7 Feb 2012 by Jim Fickett.
Bill Hester at Hussman Funds doesn't write very often but, when he does, it is always worth reading. In January he wrote an essay entitled, Five global risks to monitor in 2012. This does take a global viewpoint, but is mainly about the situation in Europe, and does a good job of pointing out the core risks. The whole piece is dense with useful information, and I won't try to summarize, but will just point out a couple points.
Hester graphs spreads of sovereign rates over the German rate for each of France, Spain, Italy, Portugal, and Ireland, all the way back to 1970. This shows that today's high spreads do not look at all unusual in that long-term context. It is a little hard to know how important this comparison is, given that (1) in the past the spread was at least partly about inflation expectations, but (2) as long as the euro holds together, inflation has no part in determining spreads (absolute rates, yes, but not spreads).
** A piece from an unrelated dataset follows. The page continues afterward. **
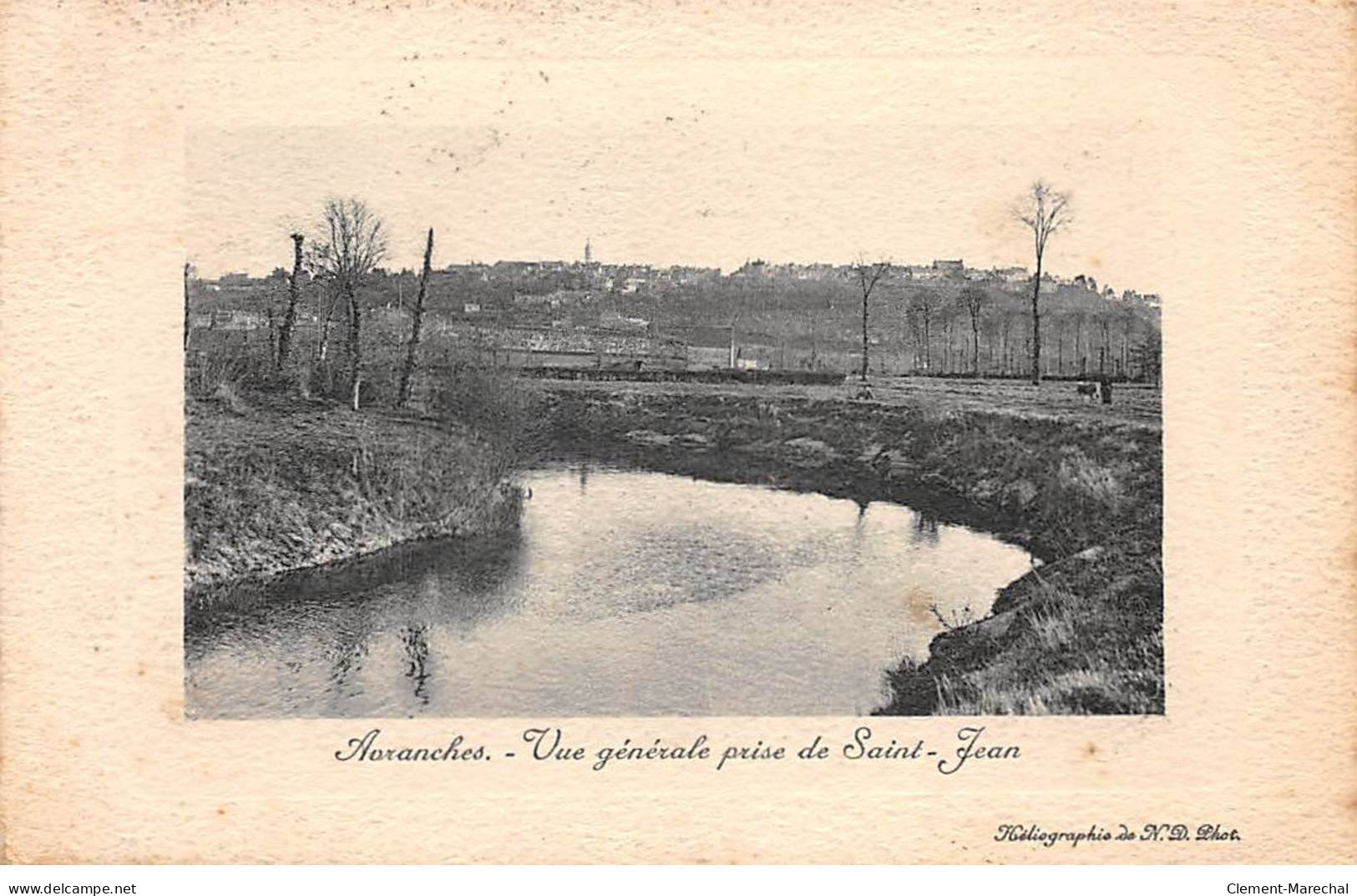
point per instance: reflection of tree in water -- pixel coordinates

However other risks are higher today than in the past, so probably Hester is right that this long-term comparison does suggest high spreads could be the new normal. If that is the case, it will be very negative for economic growth in the countries affected, and probably for stock markets as well.
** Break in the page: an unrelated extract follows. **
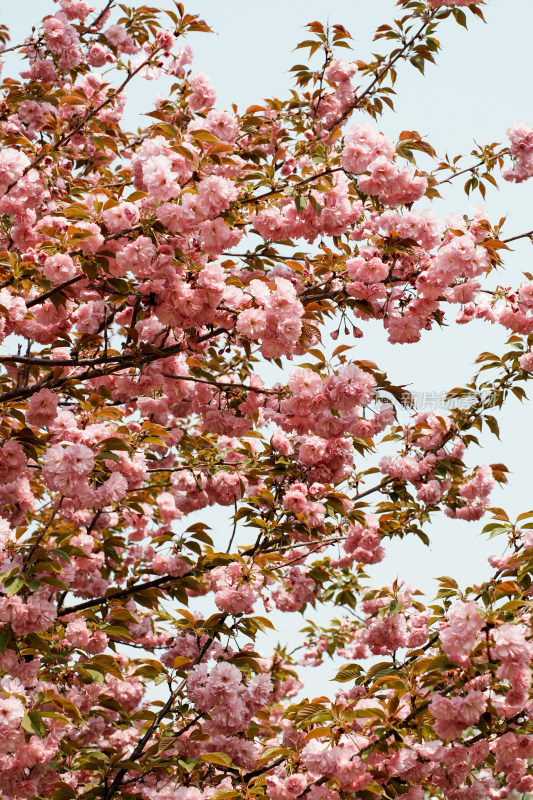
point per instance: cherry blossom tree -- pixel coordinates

Hester also presents a graph of Italy's economic growth compared with the OECD's leading indicator for Italy. The correlation is pretty good, suggesting we should pay attention to the leading indicator. That indicator is now almost as low as it was before the worst of the 2007-9 recession. Combine this with the facts that Italy (1) is probably already beginning a recession, and (2) has to roll over a large fraction of its debt this year, and it is clear that Italy remains a key concern in coming months.